Post Academic


Christine O’Donnell and fudging your resume

Since we were on the topic of politics this week, have you heard about the resume padding scandal involving GOP Delaware Senate candidate Christine O’Donnell, who seems to represent her whole own kind of crazy?  Talking Points Memo has been all over what it’s calling “LinkedIn Gate”, which involves O’Donnell fudging the education line of her resume.  The main issue in question is a line on her resume that she earned a “Certificate in Post Modernism in the New Millennium” at the University of Oxford, which sounds a little sketchy to begin with.  Anyway, O’Donnell’s campaign came up with some kind of lame conspiracy explanation that someone put up a fake LinkedIn account to discredit her, but HuffPo checked with ZoomInfo about identical education info posted there and found out that the bio was verified by O’Donnell.

"Mmmm fudge!" by Brampton cyclist (Creative Commons license)

This opened up a bigger can of worms for O’Donnell, especially when TPM went digging and asked the “Claremont Institute”, also listed on her resume, about her application to see if it included the Oxford certificate.  In turn, TPM learned that the her participation in a one-week program at the “Claremont Institute” was embellished, which, one presumes, includes the vague idea that the conservative think-tank would be connected to the Claremont Colleges, which it isn’t.
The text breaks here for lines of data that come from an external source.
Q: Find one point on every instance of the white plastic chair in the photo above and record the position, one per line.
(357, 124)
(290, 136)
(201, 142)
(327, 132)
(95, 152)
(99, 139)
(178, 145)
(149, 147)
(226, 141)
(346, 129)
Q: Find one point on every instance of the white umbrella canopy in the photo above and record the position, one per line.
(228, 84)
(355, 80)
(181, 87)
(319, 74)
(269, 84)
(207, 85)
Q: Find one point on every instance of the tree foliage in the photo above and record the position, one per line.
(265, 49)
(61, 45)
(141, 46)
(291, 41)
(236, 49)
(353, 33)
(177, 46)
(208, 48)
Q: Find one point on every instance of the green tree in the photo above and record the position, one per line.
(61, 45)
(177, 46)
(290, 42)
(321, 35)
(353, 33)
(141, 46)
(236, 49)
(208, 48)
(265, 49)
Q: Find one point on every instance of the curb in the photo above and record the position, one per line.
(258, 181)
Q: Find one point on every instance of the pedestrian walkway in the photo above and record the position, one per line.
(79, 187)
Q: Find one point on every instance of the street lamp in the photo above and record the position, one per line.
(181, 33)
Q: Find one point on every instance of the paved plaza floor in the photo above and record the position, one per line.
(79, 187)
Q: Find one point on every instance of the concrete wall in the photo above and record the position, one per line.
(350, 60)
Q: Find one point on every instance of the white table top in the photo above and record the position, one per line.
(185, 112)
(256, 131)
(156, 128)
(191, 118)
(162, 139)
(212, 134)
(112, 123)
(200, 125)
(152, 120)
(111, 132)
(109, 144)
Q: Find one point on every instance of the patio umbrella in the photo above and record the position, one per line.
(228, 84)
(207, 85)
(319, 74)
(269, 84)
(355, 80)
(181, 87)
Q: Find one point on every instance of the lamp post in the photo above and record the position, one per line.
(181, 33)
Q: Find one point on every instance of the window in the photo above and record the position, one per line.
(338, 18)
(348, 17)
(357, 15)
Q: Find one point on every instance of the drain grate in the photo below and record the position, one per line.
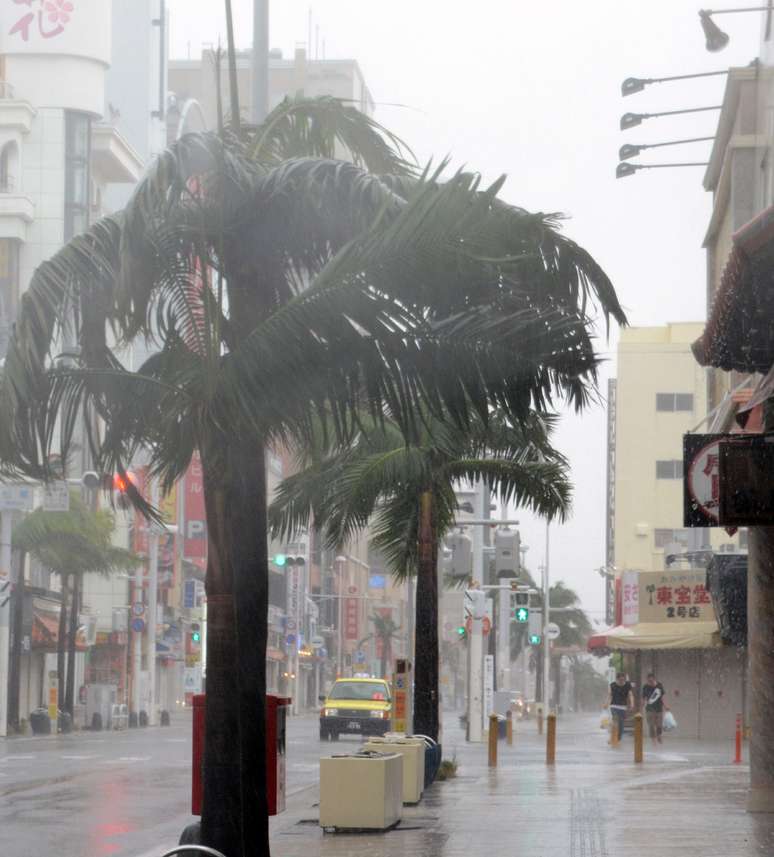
(587, 825)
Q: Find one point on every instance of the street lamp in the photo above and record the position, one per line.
(630, 120)
(716, 39)
(625, 169)
(631, 150)
(636, 84)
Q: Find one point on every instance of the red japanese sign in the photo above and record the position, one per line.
(351, 618)
(45, 18)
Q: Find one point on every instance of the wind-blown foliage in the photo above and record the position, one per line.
(278, 286)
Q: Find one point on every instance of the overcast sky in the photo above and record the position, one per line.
(532, 90)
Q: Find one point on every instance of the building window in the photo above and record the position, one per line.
(664, 538)
(669, 470)
(674, 401)
(77, 178)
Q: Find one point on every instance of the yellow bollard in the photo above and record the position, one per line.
(493, 740)
(613, 732)
(638, 738)
(551, 739)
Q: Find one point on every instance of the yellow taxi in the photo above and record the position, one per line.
(358, 706)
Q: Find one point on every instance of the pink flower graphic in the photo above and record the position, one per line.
(58, 11)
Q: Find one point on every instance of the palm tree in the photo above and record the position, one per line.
(409, 489)
(574, 630)
(277, 291)
(72, 544)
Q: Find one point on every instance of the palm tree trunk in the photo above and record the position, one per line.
(426, 632)
(235, 810)
(75, 597)
(61, 641)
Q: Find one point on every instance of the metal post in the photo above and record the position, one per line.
(6, 529)
(546, 619)
(475, 667)
(137, 598)
(260, 60)
(551, 739)
(493, 727)
(153, 588)
(638, 738)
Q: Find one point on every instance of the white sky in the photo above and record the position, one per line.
(532, 89)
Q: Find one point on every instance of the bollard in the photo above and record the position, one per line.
(493, 728)
(551, 739)
(638, 738)
(738, 740)
(613, 732)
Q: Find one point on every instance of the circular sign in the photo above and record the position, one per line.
(703, 479)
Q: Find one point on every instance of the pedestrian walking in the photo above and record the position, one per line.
(654, 705)
(620, 699)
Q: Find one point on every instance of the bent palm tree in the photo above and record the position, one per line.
(410, 492)
(277, 291)
(72, 544)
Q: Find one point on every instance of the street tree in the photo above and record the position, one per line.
(71, 545)
(277, 290)
(405, 494)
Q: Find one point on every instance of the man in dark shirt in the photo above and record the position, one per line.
(654, 705)
(620, 699)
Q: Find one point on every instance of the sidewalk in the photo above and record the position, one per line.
(687, 799)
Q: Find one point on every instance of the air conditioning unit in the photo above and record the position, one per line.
(120, 619)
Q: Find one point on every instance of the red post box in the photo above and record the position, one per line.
(276, 728)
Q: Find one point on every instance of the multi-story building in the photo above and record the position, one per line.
(194, 81)
(663, 615)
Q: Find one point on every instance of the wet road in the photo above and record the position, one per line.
(112, 794)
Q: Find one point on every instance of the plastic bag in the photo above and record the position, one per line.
(669, 721)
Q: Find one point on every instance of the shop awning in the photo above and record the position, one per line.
(738, 335)
(657, 635)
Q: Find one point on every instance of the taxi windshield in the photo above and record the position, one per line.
(360, 690)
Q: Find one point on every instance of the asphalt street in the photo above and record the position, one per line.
(114, 793)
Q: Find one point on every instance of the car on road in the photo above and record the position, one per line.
(359, 706)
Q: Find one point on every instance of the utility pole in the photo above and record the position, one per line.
(546, 620)
(6, 587)
(260, 60)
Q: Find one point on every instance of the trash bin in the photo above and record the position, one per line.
(361, 791)
(413, 752)
(40, 722)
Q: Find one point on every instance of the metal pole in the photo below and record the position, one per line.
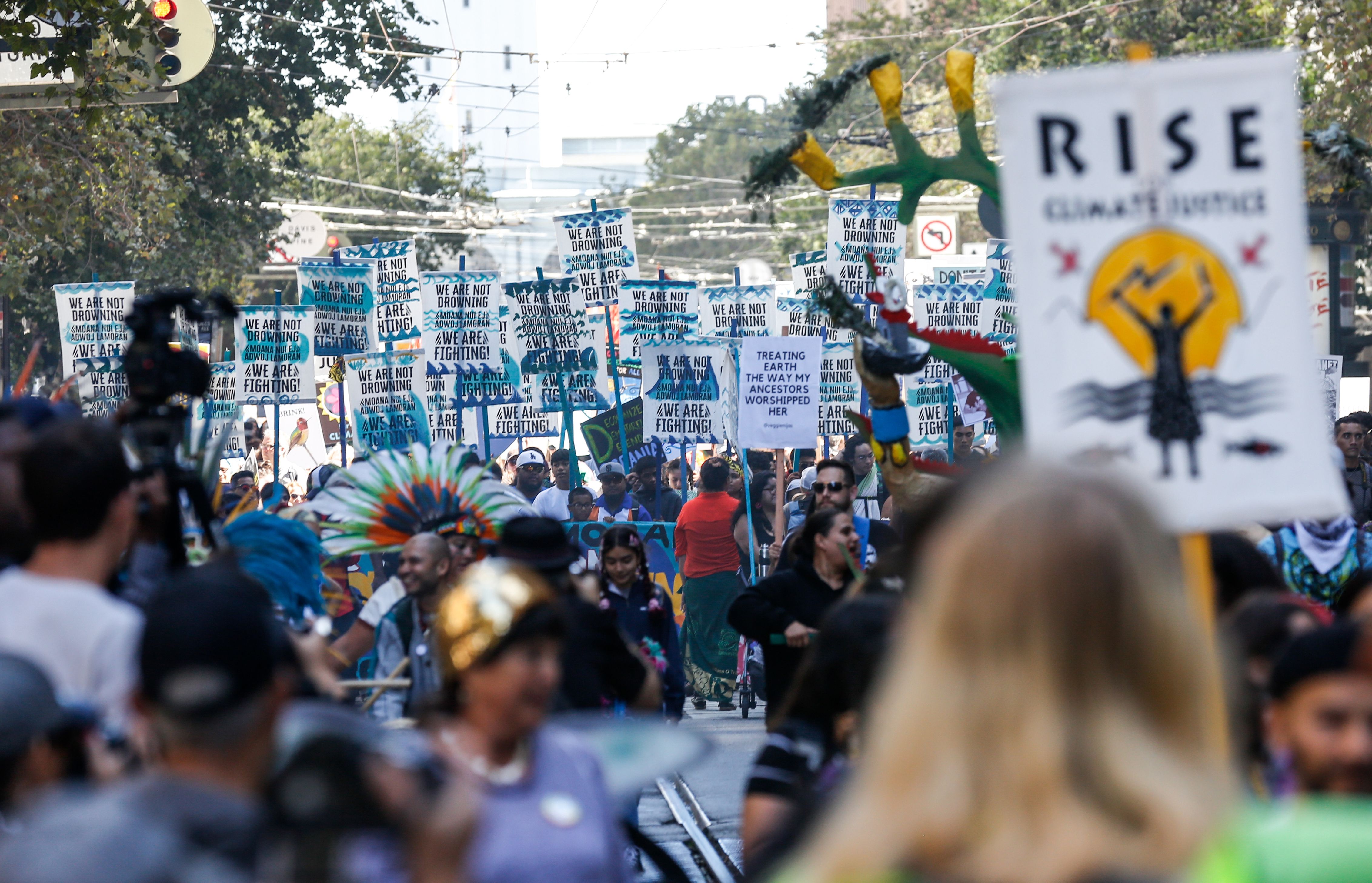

Now we go further down the rabbit hole of O’Donnell’s imaginary education, since, per Politico, she hadn’t actually received her undergrad diploma from Farleigh Dickinson until this September, even though she has been calling herself a graduate of the school.  Apparently, she had an elective to finish up and owed the school $4000 in tuition — fudging the degree is one thing, but owing tuition money can’t bode well for her Tea Party bona fides, if there is such a thing, can it?

Going back to what started this whole thing off, the Oxford certificate, the line stretches the meaning of “at Oxford” to its extremes, since she earned a certificate from a three-week program called the “Phoenix Institute” that seems to rent space from Oxford and isn’t officially affiliated with Oxford.  O’Donnell’s “Oxford” “tutor”, currently an Oxford Ph.D. candidate and prof somewhere in Nicaragua, apparently raves about her, describing her as “intelligent, engaged, dynamic, good with questions and interested in ideas” and his course as stacking up to “any graduate school at any university.”  All this brings to my mind those “Oxford Round Table” solicitations I’ve received in my inbox before, which set off warning bells by asking for an exorbitant fee before you read the fine print that it’s not connected to Oxford.  Have you gotten those?  It’s kinda like the elitist Ph.D. version of the Phoenix Institute for more advanced scholars to, it seems, buy an Oxford conference paper to put on your CV at a cost of a few thousand bucks.  If I’m right or wrong about this and someone has attended, please comment below.  I just know that if my invite to something at Oxford involves a company in Kentucky, I’m questioning if it’s legit.

All this begs the question of just why is Oxford letting it’s name be used for all these dubious enterprises, especially when you’d think that Oxford would be protecting its brand and/or too snobby to let just anyone co-opt it, right?  And anyone who’s following the O’Donnell saga has to be wondering when she would’ve had the time to get all these “degrees”, since it seems like she spent much of the late 1990s on Bill Maher’s “Politcally Incorrect” and “MTV News”.